Aber ich will noch einen zweiten Grund sagen. Ich bezweifle, Kollege Koplin, ich bezweifle –

(Irene Müller, DIE LINKE: Oh, er ist ja ein Zweifler.)

und zwar, Kollege Kreher, nach ziemlich gründlicher Auseinandersetzung mit dem etwas schwierigen Thema, das will ich durchaus zugestehen, Kultur- und Kreativwirtschaft, das ist ein Thema, was sozusagen noch keine klaren, festen Konturen hat und was noch in Bewegung ist, das will ich gerne zugestehen, trotzdem habe ich mich sehr intensiv eingelesen in die Situation dort –,

(Irene Müller, DIE LINKE: Na, was bezweifeln Sie denn nun?)

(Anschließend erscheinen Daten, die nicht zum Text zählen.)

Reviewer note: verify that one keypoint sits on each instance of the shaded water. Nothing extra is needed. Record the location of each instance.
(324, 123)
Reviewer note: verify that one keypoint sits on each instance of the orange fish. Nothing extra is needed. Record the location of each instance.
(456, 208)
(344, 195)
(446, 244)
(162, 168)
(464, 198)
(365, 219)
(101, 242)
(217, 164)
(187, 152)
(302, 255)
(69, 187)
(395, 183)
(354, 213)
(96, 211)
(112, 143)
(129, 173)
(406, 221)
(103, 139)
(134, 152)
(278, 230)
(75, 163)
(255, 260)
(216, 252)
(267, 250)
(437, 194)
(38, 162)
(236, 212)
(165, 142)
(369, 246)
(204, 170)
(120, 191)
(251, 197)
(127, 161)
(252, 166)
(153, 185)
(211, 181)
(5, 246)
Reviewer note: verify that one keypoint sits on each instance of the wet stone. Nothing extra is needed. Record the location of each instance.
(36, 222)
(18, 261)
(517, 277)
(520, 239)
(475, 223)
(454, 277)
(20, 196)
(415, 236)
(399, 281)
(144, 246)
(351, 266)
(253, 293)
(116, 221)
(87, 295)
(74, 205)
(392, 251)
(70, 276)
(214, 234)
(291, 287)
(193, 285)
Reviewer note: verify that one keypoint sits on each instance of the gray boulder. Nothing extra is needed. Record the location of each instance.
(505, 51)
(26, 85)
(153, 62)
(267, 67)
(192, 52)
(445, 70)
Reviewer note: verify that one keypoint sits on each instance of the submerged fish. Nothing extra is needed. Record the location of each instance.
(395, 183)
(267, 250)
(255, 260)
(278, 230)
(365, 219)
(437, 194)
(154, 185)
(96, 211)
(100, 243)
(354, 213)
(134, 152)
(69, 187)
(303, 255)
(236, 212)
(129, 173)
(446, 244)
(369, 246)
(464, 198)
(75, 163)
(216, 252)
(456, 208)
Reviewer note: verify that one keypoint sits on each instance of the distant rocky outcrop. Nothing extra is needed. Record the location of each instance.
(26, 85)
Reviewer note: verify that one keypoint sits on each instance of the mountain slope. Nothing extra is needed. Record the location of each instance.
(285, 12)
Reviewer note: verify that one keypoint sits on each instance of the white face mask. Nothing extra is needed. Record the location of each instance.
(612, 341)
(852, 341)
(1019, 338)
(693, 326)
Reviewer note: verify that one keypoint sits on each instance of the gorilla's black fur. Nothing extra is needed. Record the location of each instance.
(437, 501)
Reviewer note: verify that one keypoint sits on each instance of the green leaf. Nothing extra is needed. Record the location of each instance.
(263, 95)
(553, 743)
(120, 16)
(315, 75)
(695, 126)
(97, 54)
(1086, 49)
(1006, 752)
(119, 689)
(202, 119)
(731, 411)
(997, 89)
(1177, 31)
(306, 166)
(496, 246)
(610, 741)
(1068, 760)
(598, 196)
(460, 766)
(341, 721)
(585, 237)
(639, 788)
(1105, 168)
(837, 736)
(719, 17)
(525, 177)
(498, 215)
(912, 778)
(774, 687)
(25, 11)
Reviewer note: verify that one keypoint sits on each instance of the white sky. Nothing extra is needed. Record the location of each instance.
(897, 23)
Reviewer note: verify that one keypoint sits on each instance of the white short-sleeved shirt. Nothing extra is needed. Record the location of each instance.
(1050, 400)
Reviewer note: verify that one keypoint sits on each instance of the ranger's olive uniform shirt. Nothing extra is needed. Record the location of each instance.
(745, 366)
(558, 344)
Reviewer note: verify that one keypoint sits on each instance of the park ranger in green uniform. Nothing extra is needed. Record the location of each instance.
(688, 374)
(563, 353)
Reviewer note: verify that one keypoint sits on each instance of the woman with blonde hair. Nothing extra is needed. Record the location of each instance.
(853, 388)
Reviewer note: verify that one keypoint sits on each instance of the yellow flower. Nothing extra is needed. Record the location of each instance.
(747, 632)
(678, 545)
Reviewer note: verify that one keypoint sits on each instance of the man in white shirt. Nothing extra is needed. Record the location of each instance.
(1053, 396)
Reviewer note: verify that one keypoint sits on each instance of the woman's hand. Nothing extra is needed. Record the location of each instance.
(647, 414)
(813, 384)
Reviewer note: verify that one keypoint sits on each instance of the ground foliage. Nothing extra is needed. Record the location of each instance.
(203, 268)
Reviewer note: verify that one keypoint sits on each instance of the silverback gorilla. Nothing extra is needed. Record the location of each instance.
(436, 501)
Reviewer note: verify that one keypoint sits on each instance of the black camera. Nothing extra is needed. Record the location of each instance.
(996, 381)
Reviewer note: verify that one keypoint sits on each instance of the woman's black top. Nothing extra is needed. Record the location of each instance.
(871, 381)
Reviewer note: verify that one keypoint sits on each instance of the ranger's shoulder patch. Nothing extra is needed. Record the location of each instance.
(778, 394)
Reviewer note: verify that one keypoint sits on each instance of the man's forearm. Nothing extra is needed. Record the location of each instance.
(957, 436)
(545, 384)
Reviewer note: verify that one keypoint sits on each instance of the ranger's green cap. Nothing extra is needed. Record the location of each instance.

ich bezweifle, Kollege Koplin, ob die von Ihnen, und da sage ich jetzt einfach, undifferenziert aus dem Bericht übernommenen Aspekte, ich nenne Sie noch einmal, Wirtschaftszweige Musik- und Theaterwirtschaft, Verlagswesen, Kunstmarkt, Filmwirtschaft, Rundfunkwirtschaft, Architektur, Designwirtschaft und so weiter, ob das in einem Land wie Mecklenburg-Vorpommern überhaupt Wirtschaftszweige in der Form,

(Hans Kreher, FDP: Dazu werde ich nachher gleich noch was sagen. Dazu werde ich noch was sagen.)

wie der Bericht „Kultur“ das suggeriert, da sind.

(Barbara Borchardt, DIE LINKE: Da lernen wir noch was.)

Wenn Sie in Berlin, in Hamburg, in Nordrhein-Westfalen leben würden, da gibt es eine Form von Kreativwirtschaft in richtigen Wirtschaftszweigen,

(Barbara Borchardt, DIE LINKE: Ja, die gibt es hier auch.)

die bei uns so überhaupt nicht existiert. Das ist meine Einschätzung. Sie reden …

(Irene Müller, DIE LINKE: Reden Sie nicht das Land Mecklenburg-Vorpommern schlecht hier. – Barbara Borchardt, DIE LINKE: Das machen Sie nämlich hier gerade. – Hans Kreher, FDP: Dann müssen Sie auswandern.)

Wir können gerne vertieft darüber reden. Ich vermag das nicht so zu sehen,

(Torsten Koplin, DIE LINKE: Jetzt widersprechen Sie aber dem Minister.)

dass es hier eine gleichmachende Sichtweise über alle Länder hinweg gibt, und ich behaupte, die gerade von mir vorgetragenen Bereiche gibt es als einzelne Wirtschaftszweige so in unserem Land nicht, dass sie industrierelevant wären

(Barbara Borchardt, DIE LINKE: Der Minister hat was anderes gesagt. – Zurufe von Helmut Holter, DIE LINKE, und Irene Müller, DIE LINKE)

und dass sie in dieser Form wirklich auch als Zweige für Kultur- und Kreativwirtschaft zu erkennen sind.

Natürlich gibt es bei uns Kultur und Wirtschaft und auch in einem Zusammenspiel. Aber dieser Antrag lässt für mich auch nicht nachvollziehen, Herr Koplin, in welchem Verhältnis Sie – und dieses Verhältnis zu beschreiben, ist in der Tat auch noch nicht abschließend passiert – Wirtschaft und Kultur zueinander sehen.